Alison Krauss. David Gray.
Such was the extent of the musical inspiration not whipping the Lightning into a collective frenzy on Tuesday as players jammed gear into travel bags a few hours before a charter to Pittsburgh for Game One of their Eastern Conference playoff series .
On many days, in many locker rooms, the offering would have been more raucous. Or at least louder.
But the mood and the approach were more sedate, surprising considering the playoff experience level of the team, still completely in keeping with the narrative coach Guy Boucher used as a preamble to the team’s first playoff appearance since 2007.
“My job is not to get them all psyched up, it’s to calm them down,” said Boucher, who will also make his debut as a coach in the NHL playoffs when the fifth-seeded Lightning visits the fourth-seeded Penguins.
That’s admittedly a simpler theory than practice, especially as scores of crucial players, including leading goal-scorer Steven Stamkos, experience playoff hockey for the first time. Intensity pitches. Anxiety swells and action and consequence become a more ruthless parlay.
Stamkos, in his third season in the NHL, admitted that he expected to become nervous near game time.
“There will probably be a pit in the stomach,” he said.
Left wing Ryan Malone is a bit whimsical about the whole inexperience issue, if not a bit optimistic.
“I think everyone’s been playing in the playoffs since they were a little kid, in the streets, dreaming about it,” he said. “To have a chance to play for the shiny silver thing at the end is always a dream come true, so you always try to soak in any playoff experience you can get. Those first five minutes you’re always going to have with you.”
But while he has already proved he can thrive in a playoff atmosphere, with 16 points in 25 career postseason games, key teammates are yet to get a chance. Forwards Sean Bergenheim, David Thompson, Teddy Purcell; defensemen Victor Hedman, Mike Lundin and Matt Smaby, and goaltender Mike Smith have never appeared in the playoffs. Vincent Lecavalier, leading scorer Martin St. Louis and Pavel Kubina are the remnants from the 2003-2004 Stanley Cup champion team.
But the answer, apparently, is in the system and the style the team has played all season.
“The thing about our team is we’ve played playoff hockey all year long, the way we play our style,” said St. Louis. “We’re not going to turn on a switch. The only thing changes now is it’s a do-or-die situation. That brings up the intensity.”
Boucher says he will not shelter his playoff neophytes from the emotions and pressures they’ll experience before the first faceoff tonight in Consol Energy Center. He’d like them to take them as a challenge, but he knows he may have to adjust, especially if the team makes a deep playoff incursion.

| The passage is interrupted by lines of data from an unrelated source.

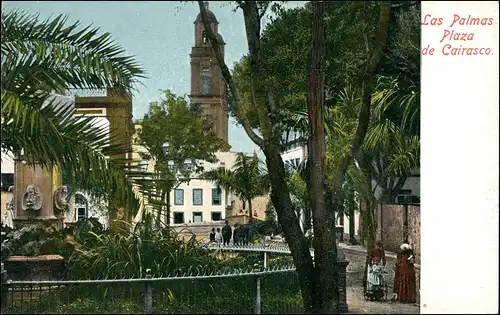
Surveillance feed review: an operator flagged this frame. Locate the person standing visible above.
[242,224,250,246]
[215,228,222,246]
[394,242,417,303]
[210,228,215,243]
[363,241,387,296]
[222,220,233,246]
[233,223,243,245]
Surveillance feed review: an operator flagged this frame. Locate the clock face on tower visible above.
[201,76,212,95]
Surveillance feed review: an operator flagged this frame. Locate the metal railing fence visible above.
[2,246,303,314]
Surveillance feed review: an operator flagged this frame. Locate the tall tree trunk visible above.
[307,1,338,314]
[248,198,253,223]
[264,144,316,314]
[349,207,358,245]
[156,190,168,227]
[165,189,171,227]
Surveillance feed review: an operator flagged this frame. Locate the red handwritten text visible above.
[450,14,493,27]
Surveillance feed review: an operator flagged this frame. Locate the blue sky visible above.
[2,1,305,153]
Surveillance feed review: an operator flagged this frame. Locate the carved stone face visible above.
[26,186,36,207]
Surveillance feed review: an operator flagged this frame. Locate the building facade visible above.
[189,2,229,148]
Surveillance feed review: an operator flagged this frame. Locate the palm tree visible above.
[203,152,269,221]
[1,11,156,220]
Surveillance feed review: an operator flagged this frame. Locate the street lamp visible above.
[161,141,170,155]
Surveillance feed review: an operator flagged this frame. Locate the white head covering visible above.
[399,243,411,250]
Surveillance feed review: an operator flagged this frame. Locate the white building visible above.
[170,152,237,224]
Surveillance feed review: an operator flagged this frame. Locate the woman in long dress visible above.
[394,243,416,303]
[363,241,386,299]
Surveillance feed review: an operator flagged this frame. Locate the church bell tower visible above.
[189,2,229,149]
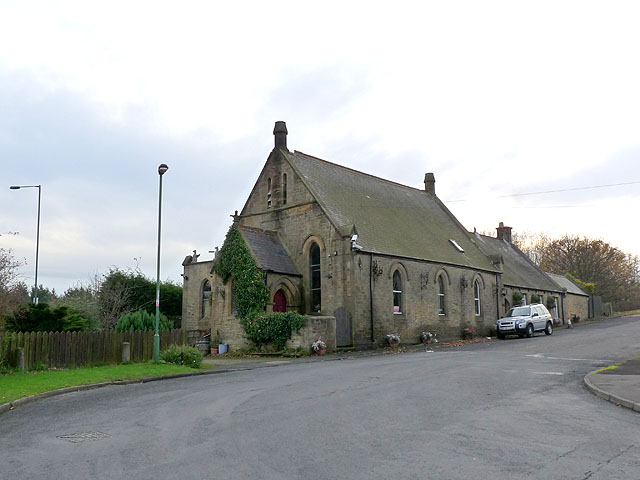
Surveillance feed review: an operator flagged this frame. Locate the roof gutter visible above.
[360,249,500,275]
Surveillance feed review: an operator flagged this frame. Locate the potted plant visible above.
[387,333,400,348]
[211,330,220,355]
[462,327,476,340]
[311,338,327,355]
[420,332,438,345]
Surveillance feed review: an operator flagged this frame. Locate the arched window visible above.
[282,173,287,205]
[438,275,447,315]
[393,270,402,314]
[309,242,322,313]
[200,280,211,318]
[273,289,287,312]
[473,280,480,316]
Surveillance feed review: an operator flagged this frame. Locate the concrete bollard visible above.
[122,342,131,363]
[16,347,26,372]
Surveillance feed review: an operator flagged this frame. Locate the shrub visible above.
[5,303,87,332]
[241,312,304,350]
[160,344,202,368]
[213,225,269,322]
[115,310,173,332]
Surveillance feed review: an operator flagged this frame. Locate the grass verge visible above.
[0,362,212,404]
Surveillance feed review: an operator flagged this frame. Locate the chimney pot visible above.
[273,121,289,150]
[496,222,511,243]
[424,173,436,195]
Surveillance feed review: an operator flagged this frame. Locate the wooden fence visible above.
[0,330,187,369]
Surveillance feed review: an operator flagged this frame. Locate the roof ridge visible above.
[238,225,278,236]
[293,150,425,193]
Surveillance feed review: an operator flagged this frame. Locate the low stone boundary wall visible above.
[287,315,336,352]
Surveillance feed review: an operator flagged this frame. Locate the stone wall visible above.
[354,253,497,343]
[563,293,589,323]
[240,151,498,345]
[287,315,336,353]
[182,260,213,331]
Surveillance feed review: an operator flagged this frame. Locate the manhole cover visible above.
[57,432,109,443]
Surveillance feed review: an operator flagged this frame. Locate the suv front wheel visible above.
[527,323,533,338]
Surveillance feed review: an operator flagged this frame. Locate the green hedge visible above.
[242,312,304,350]
[213,225,269,319]
[115,310,173,332]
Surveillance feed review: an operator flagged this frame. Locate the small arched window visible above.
[393,270,402,314]
[438,275,447,315]
[473,280,480,316]
[200,280,211,318]
[282,173,287,205]
[309,242,322,313]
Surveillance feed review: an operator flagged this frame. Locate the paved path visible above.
[0,319,640,480]
[584,358,640,412]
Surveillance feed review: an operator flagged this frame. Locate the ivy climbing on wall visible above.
[213,225,269,320]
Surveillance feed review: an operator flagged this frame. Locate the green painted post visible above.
[153,163,169,362]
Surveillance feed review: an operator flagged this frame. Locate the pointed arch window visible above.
[438,275,447,315]
[282,173,287,205]
[200,280,211,318]
[393,270,402,314]
[309,242,322,313]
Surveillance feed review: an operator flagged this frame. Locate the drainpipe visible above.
[369,253,376,343]
[496,273,502,320]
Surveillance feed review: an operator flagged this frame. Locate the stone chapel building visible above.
[182,122,502,348]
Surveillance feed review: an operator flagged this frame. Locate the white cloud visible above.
[0,1,640,289]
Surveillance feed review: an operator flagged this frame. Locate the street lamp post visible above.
[153,163,169,362]
[9,185,42,305]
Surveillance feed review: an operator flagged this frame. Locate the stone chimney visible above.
[273,122,289,150]
[424,173,436,195]
[496,222,511,243]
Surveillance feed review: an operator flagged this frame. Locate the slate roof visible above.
[239,227,300,275]
[545,272,589,297]
[474,233,562,292]
[282,150,496,272]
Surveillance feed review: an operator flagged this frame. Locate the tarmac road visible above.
[0,317,640,480]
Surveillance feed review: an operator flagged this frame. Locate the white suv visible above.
[496,303,553,339]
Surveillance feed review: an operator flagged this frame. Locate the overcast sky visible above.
[0,0,640,293]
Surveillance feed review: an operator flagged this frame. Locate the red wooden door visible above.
[273,290,287,312]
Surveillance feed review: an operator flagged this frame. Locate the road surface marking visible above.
[525,353,613,362]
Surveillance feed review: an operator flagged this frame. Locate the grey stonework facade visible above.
[183,122,592,348]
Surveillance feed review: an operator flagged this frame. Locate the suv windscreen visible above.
[507,307,531,317]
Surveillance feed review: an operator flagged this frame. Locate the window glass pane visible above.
[309,243,322,313]
[393,270,402,290]
[282,173,287,205]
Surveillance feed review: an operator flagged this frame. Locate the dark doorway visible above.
[273,290,287,312]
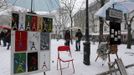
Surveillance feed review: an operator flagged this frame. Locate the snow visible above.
[0,39,134,75]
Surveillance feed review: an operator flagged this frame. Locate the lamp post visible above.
[83,0,90,65]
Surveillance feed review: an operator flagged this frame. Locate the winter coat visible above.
[75,31,83,40]
[64,30,70,40]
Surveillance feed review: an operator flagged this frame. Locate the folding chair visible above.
[57,46,75,75]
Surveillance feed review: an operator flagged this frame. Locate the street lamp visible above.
[83,0,90,65]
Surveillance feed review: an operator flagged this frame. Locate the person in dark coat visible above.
[64,30,71,46]
[75,29,83,51]
[1,30,6,47]
[0,32,2,45]
[6,30,11,50]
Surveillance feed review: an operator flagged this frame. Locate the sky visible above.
[7,0,59,11]
[7,0,94,12]
[0,39,134,75]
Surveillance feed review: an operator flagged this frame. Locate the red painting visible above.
[32,16,37,31]
[15,31,27,51]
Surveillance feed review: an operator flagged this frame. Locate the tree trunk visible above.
[99,17,104,43]
[127,24,132,49]
[99,0,105,43]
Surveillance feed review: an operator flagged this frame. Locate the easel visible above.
[108,45,127,75]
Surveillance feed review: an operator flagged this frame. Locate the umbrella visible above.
[95,0,134,17]
[7,0,59,11]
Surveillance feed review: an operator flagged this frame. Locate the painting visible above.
[25,15,32,31]
[15,31,27,51]
[28,32,40,51]
[18,13,25,31]
[37,16,43,32]
[31,16,37,31]
[42,17,53,32]
[40,51,50,71]
[14,53,26,74]
[27,52,38,72]
[12,13,19,30]
[40,32,50,50]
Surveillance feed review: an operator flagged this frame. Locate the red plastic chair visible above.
[57,46,75,75]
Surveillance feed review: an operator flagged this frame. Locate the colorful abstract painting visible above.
[14,53,26,74]
[25,15,32,31]
[31,16,37,31]
[28,32,40,51]
[12,13,19,30]
[40,32,50,50]
[18,13,25,31]
[37,16,43,32]
[27,52,38,72]
[15,31,27,51]
[42,17,53,32]
[40,51,50,71]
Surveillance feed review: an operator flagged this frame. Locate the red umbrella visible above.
[0,25,11,29]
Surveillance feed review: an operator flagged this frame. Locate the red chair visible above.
[57,46,75,75]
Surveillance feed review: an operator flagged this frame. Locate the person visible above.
[0,32,2,45]
[64,30,71,46]
[5,30,11,50]
[1,30,6,47]
[75,29,83,51]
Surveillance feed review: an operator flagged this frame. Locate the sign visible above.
[11,12,52,75]
[106,8,123,20]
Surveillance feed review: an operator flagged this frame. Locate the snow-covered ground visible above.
[0,39,134,75]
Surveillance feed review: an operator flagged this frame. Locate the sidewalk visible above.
[0,40,134,75]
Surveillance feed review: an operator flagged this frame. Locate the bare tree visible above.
[61,0,77,42]
[124,14,134,49]
[97,0,106,43]
[0,0,8,11]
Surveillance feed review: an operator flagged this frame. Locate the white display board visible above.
[11,12,52,75]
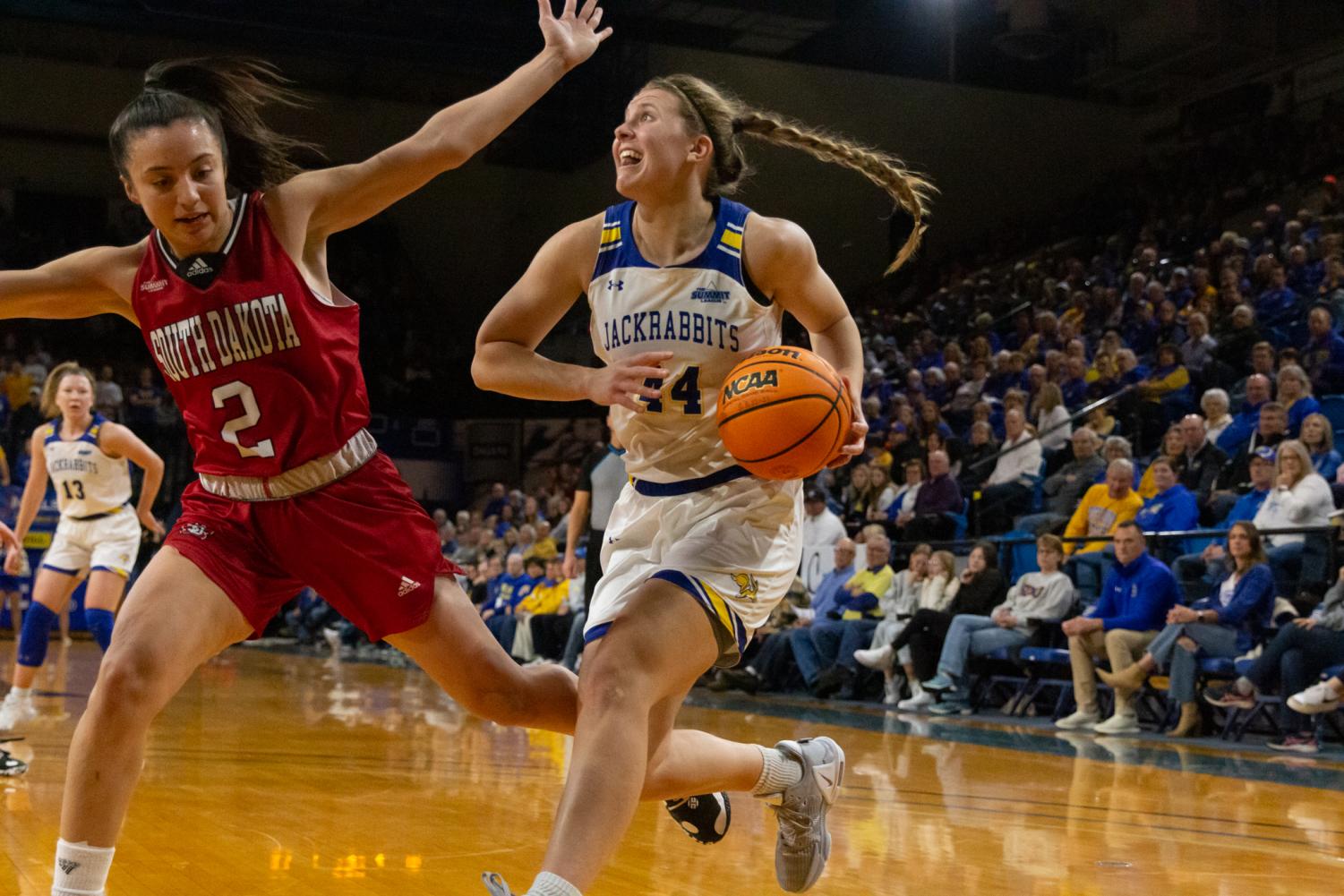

“People always tell me playoffs are a different season, it’s a new season. I don’t believe that,” Boucher said. “It’s the same season that continues. The intensity might go up a little bit, but the problem is, if it’s a new season, it’s because you haven’t played playoff hockey all year long. ... So we’re just going to play the game after we played the last game of our season.”
And there’s comfort in that philosophy for the Lightning, which won seven of its last eight games while safely ensconced in the playoff boundary, and thrashed a Carolina team, 6-2, on the final game of the season that needed a win to qualify for the postseason. The late push helped the Lightning finish with 103 points, second only to the Cup champion team’s 106-point output and tied that team’s mark of 46 wins.
“Our game (tonight) is our game after the Carolina game. That’s how we’re looking at it. We’re playing our same structure of hockey, our same game plan we’ve had all year,” Stamkos said. “We’re coming in excited with lots of energy, but it’s contained energy. It’s not running around. We’re playing smart, the way we’ve played all season.”
That was all very much part of the plan, too. Whereas offensively minded teams have often been bogged down in the playoffs – notably last season as the Eastern Conference champion Washington Capitals were bounced in the first round by Montreal – the Lightning should need to transition, Boucher said, to the style usually required to win 16 games to hoist the Stanley Cup.
“Everything I do is planned for the playoffs,” Boucher said. “The players know that. They bought into that. There’s a different kind of offense that sometimes you want to go run-and-gun because you want to get fancy, and it can be pretty for one play, but nine other plays that you try, it doesn’t look so pretty. We want to make sure we stay away from that. And our top guys, our skill guys – Vinny, St. Louis and (Simon) Gagne and Stamkos – they bought into that a long, long time ago, so it’s not like all of a sudden we’re going to change our game. We’ve grinded it out all year long.”
So there’s no need, apparently, to get all over-excited now.